Name Type Description Default
genome_build str

The genome assembly, one of "GRCh37", "GRCh38", "hg19", "hg38"

required
transcript str

An mRNA transcript that is the reference for the HGVS string, opt

None
Source code in pyphetools/creation/variant_validator.py
class VariantValidator:
    """
    Check and Encode HGVS string

    The default mRNA transcript for the HGVS strings should be added in the constructor byt can be overridden in the
    encode_hgvs method.

    :param genome_build: The genome assembly, one of "GRCh37", "GRCh38", "hg19", "hg38"
    :type genome_build: str
    :param transcript: An mRNA transcript that is the reference for the HGVS string, opt
    :type transcript: str
    """

    def __init__(self, genome_build, transcript=None):
        """
        Constructor
        """
        if genome_build not in ACCEPTABLE_GENOMES:
            raise ValueError(f"genome_build \"{genome_build}\" not recognized")
        self._genome_assembly = genome_build
        self._transcript = transcript

    def encode_hgvs(self, hgvs, custom_transcript=None):
        """
        Encode an HGVS string as a pyphetools Variant object

        :param hgvs: Human Genome Variation Society (HGVS) representation of a variant, e.g., c.36613706dup
        :type hgvs: str
        :param custom_transcript: a transcript (e.g., NM_001848.2), if different from the default transcript, optional
        :type custom_transcript: str
        :returns: pyphetools Variant object
        :rtype: HgvsVariant
        """
        if custom_transcript is not None:
            transcript = custom_transcript
        elif self._transcript is not None:
            transcript = self._transcript
        else:
            raise ValueError("Cannot run variant validator without transcript")
        api_url = URL_SCHEME % (self._genome_assembly, transcript, hgvs, transcript)
        #f"https://rest.variantvalidator.org/VariantValidator/variantvalidator/{self._genome_assembly}/{transcript}%3A{hgvs}/{transcript}"
        #
        print(api_url)
        response = requests.get(api_url)
        # We expect to get a dictionary with three keys.
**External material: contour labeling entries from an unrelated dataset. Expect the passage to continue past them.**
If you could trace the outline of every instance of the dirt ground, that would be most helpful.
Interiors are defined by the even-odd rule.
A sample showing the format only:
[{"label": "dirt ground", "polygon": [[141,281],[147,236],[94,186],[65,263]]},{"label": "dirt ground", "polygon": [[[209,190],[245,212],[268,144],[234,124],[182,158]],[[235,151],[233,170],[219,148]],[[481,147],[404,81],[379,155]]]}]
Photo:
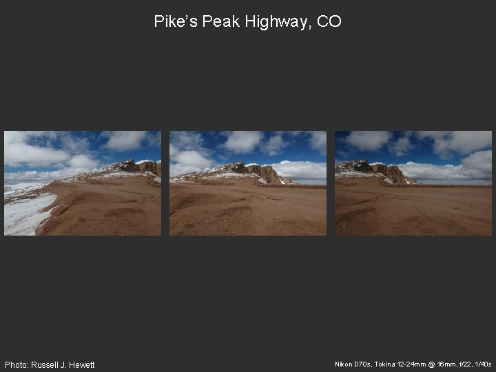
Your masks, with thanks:
[{"label": "dirt ground", "polygon": [[161,192],[153,177],[55,181],[56,207],[37,235],[161,235]]},{"label": "dirt ground", "polygon": [[326,235],[327,189],[169,184],[170,235]]},{"label": "dirt ground", "polygon": [[336,235],[492,235],[492,187],[397,187],[338,178]]}]

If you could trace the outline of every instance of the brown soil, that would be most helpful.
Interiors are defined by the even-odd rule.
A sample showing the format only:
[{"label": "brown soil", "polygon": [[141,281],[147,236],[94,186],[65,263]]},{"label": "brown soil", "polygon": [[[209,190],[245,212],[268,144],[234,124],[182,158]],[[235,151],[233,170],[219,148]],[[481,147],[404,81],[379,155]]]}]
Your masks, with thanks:
[{"label": "brown soil", "polygon": [[55,181],[50,218],[37,235],[161,235],[161,187],[153,177]]},{"label": "brown soil", "polygon": [[326,235],[327,189],[169,184],[170,235]]},{"label": "brown soil", "polygon": [[492,235],[492,187],[395,187],[336,179],[336,235]]}]

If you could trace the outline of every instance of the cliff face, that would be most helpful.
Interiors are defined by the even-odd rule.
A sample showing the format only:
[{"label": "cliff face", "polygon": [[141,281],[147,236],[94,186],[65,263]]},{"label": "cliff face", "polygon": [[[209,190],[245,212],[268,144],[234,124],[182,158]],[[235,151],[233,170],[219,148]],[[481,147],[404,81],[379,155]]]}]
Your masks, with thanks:
[{"label": "cliff face", "polygon": [[118,163],[115,166],[123,172],[149,172],[159,177],[162,174],[162,164],[155,161],[143,161],[136,164],[134,160],[128,159]]},{"label": "cliff face", "polygon": [[405,177],[403,172],[400,170],[400,168],[396,165],[390,165],[388,167],[385,164],[374,164],[373,165],[371,165],[371,167],[372,167],[374,172],[382,173],[393,181],[393,183],[399,183],[401,185],[410,183],[409,182],[406,182],[408,178]]},{"label": "cliff face", "polygon": [[154,174],[156,174],[159,177],[161,174],[162,164],[154,161],[143,161],[137,165],[140,172],[151,172]]},{"label": "cliff face", "polygon": [[246,169],[248,170],[248,173],[258,174],[267,183],[271,183],[272,185],[293,183],[291,178],[279,176],[274,169],[270,165],[265,165],[265,167],[260,167],[258,165],[248,165]]},{"label": "cliff face", "polygon": [[[387,177],[391,182],[385,180],[388,183],[395,185],[415,185],[417,181],[413,178],[409,178],[396,165],[386,165],[385,164],[377,163],[371,165],[366,160],[358,160],[354,161],[349,161],[339,164],[334,167],[335,174],[338,176],[342,172],[360,172],[365,174],[378,174],[381,173]],[[357,174],[360,175],[360,173]],[[373,174],[371,174],[373,175]]]}]

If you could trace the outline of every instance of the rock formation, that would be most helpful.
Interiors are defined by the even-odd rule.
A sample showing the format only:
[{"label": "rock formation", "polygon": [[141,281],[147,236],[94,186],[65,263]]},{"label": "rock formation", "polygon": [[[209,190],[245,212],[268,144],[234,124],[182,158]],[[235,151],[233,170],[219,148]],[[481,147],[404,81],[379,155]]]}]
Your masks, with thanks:
[{"label": "rock formation", "polygon": [[[386,165],[382,163],[375,163],[372,165],[366,160],[349,161],[339,164],[334,168],[335,172],[339,174],[346,172],[358,172],[361,173],[382,174],[391,180],[394,185],[415,185],[418,183],[413,178],[409,178],[396,165]],[[353,174],[353,173],[352,173]],[[387,181],[387,180],[386,180]],[[387,181],[389,183],[389,181]]]},{"label": "rock formation", "polygon": [[393,181],[393,183],[399,183],[400,185],[409,183],[406,182],[407,178],[396,165],[389,165],[388,167],[385,164],[374,164],[371,167],[372,167],[374,172],[382,173]]},{"label": "rock formation", "polygon": [[137,164],[140,172],[151,172],[154,174],[161,176],[162,163],[154,161],[143,161]]},{"label": "rock formation", "polygon": [[343,163],[342,164],[340,164],[337,167],[340,167],[340,169],[342,169],[354,170],[356,172],[362,172],[366,173],[374,172],[372,169],[372,167],[369,165],[369,162],[366,160],[348,161],[346,163]]},{"label": "rock formation", "polygon": [[123,172],[139,172],[139,167],[132,159],[127,159],[116,164],[118,169]]},{"label": "rock formation", "polygon": [[272,185],[293,183],[291,178],[280,177],[271,165],[260,167],[258,165],[248,165],[246,169],[248,173],[254,173],[262,177],[265,182]]},{"label": "rock formation", "polygon": [[143,161],[136,164],[133,159],[127,159],[115,164],[114,167],[123,172],[149,172],[159,177],[162,174],[162,163],[155,161]]},{"label": "rock formation", "polygon": [[[246,177],[256,177],[256,179],[255,180],[258,182],[258,180],[260,180],[261,183],[269,185],[296,184],[293,182],[291,178],[280,176],[270,165],[261,167],[258,165],[253,165],[245,167],[242,161],[226,164],[225,165],[204,172],[194,172],[193,173],[189,173],[187,174],[171,177],[170,180],[172,182],[186,180],[203,182],[205,180],[212,180],[215,178],[244,177],[245,175],[246,175]],[[258,176],[260,178],[255,175]],[[263,180],[263,181],[262,181],[260,178]]]}]

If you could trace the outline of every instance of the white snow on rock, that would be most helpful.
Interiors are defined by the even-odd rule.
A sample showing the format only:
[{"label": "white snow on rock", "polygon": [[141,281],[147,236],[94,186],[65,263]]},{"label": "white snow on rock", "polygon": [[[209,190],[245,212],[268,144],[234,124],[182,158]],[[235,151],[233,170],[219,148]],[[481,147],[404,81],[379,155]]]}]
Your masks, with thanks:
[{"label": "white snow on rock", "polygon": [[56,199],[50,193],[32,199],[21,199],[3,206],[3,235],[34,235],[40,223],[50,217],[50,211],[40,212]]},{"label": "white snow on rock", "polygon": [[358,172],[354,170],[346,170],[340,172],[335,172],[334,176],[339,177],[384,177],[382,173],[365,173],[363,172]]},{"label": "white snow on rock", "polygon": [[112,172],[112,173],[107,173],[103,176],[99,176],[94,177],[95,178],[112,178],[114,177],[140,177],[145,176],[153,176],[156,177],[155,174],[151,172]]},{"label": "white snow on rock", "polygon": [[46,186],[48,183],[16,183],[14,185],[5,185],[5,187],[8,187],[10,189],[3,192],[3,196],[17,196],[23,195],[27,192],[41,189],[41,187]]}]

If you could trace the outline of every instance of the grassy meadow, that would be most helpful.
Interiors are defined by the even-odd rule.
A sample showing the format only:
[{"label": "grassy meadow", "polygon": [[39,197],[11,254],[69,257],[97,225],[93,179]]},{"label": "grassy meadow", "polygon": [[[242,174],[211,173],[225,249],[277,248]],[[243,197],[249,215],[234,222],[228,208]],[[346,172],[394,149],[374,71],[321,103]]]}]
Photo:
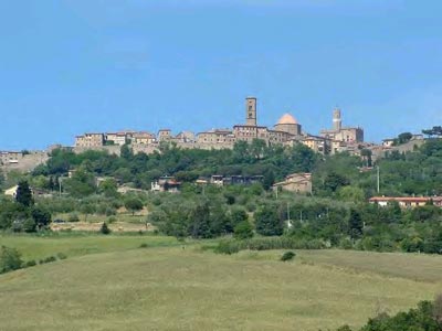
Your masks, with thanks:
[{"label": "grassy meadow", "polygon": [[[301,330],[361,325],[442,290],[442,257],[347,250],[217,255],[160,236],[0,236],[0,330]],[[147,243],[147,248],[138,248]]]}]

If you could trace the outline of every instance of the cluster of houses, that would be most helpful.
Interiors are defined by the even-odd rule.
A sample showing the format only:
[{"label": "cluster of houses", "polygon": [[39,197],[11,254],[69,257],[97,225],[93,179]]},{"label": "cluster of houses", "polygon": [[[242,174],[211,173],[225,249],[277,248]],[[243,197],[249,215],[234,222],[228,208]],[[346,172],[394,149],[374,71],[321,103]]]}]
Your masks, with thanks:
[{"label": "cluster of houses", "polygon": [[170,129],[160,129],[157,135],[146,131],[125,130],[120,132],[87,132],[75,138],[78,152],[84,149],[108,149],[113,146],[129,143],[134,152],[154,152],[162,141],[175,142],[181,148],[231,149],[236,141],[251,142],[253,139],[266,143],[293,146],[303,143],[319,153],[336,153],[345,150],[356,151],[364,145],[364,129],[360,127],[344,127],[341,110],[333,114],[333,128],[322,130],[318,136],[307,134],[302,125],[291,115],[284,114],[280,120],[269,128],[257,124],[257,100],[255,97],[245,99],[245,122],[230,128],[211,129],[199,134],[181,131],[172,135]]}]

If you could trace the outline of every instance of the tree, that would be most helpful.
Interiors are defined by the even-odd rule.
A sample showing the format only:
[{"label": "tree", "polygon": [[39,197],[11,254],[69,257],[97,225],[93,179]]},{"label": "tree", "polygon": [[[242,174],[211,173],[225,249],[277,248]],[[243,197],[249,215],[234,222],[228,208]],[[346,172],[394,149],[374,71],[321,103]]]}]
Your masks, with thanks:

The first is the name of the variant, e.g., ACC:HGVS, then we
        # get flag and metadata
        vv_dict = response.json()
        if 'flag' in vv_dict:
            if vv_dict['flag'] != 'gene_variant':
                flag = vv_dict['flag']
                raise ValueError(f"Expecting to get a gene_variant from Variant Validator but got {flag}")
        # This is the easiest way to get the variant key, which may contain difficult characters
        variant_key = [k for k in vv_dict.keys() if k not in {'flag', 'metadata'}][0]
        var = vv_dict[variant_key]
        hgnc = None
        if 'gene_ids' in var and 'hgnc_id' in var['gene_ids']:
            hgnc = var['gene_ids']['hgnc_id']
        symbol = None
        if 'gene_symbol' in var:
            symbol = var['gene_symbol']
        assemblies = var['primary_assembly_loci']
        if not self._genome_assembly in assemblies:
            raise ValueError(f"Could not identified {self._genome_assembly} in Variant Validator response")
        assembly = assemblies[self._genome_assembly]
        hgvs_transcript_var = var.get('hgvs_transcript_variant', None)
        genomic_hgvs = assembly.get('hgvs_genomic_description', None)
        reference_sequence_records = var.get('reference_sequence_records', None)
        if reference_sequence_records is not None:
            transcript = reference_sequence_records['transcript']
            if transcript.startswith('https://www.ncbi.nlm.nih.gov/nuccore/'):
                transcript = transcript[37:]
        else:
            transcript = None
        # 'vcf': {'alt': 'C', 'chr': '16', 'pos': '1756403', 'ref': 'CG'}},
        if not 'vcf' in assembly:
            raise ValueError(f"Could not identify vcf element in Variant Validator genome assembly response")
        return HgvsVariant(assembly=self._genome_assembly, vcf_d=assembly['vcf'], symbol=symbol,
                        hgnc=hgnc, transcript=transcript, hgvs=hgvs_transcript_var, g_hgvs=genomic_hgvs)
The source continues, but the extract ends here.